Von Korallen und Astronauten
 
Mittlerweile konnten beide Effekte bestätigt und in ihrer Größe bestimmt werden, wenn auch nur zum Teil durch astronomisch-physikalische Messungen. Dass die Erde sich früher schneller gedreht hat als heute, belegten Paläontologen anhand fossilierter Korallen, bei denen sie nicht nur Jahresringe, sondern auch Tagesringe nachweisen konnten. Anhand dieser Methode ließ sich »einfach« auszählen, wie oft sich die Erde im Laufe eines Jahres um ihre Achse gedreht haben muss. Der amerikanische Paläontologe John West Wells errechnete bereits in den 60er-Jahren des 20. Jahrhunderts für das geologische Zeitalter des Devons eine Jahreslänge von 395 Tagen, indem er Korallenreste untersuchte, die 370 Millionen Jahre alt sind.
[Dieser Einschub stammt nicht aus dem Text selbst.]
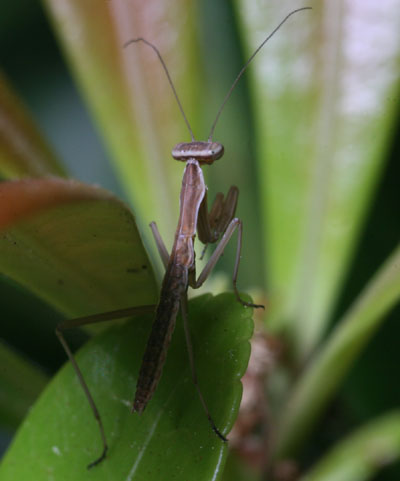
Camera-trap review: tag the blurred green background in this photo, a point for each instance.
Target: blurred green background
(32, 61)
Da die Länge eines Erdjahrs, eines Umlaufs der Erde um die Sonne, sich in der Zwischenzeit kaum verändert hat (die bestimmende Größe ist hier die Masse der Sonne), konnte dies nur bedeuten, dass sich die Erde vor 370 Millionen Jahren schneller gedreht haben muss, einmal in gut 22 Stunden.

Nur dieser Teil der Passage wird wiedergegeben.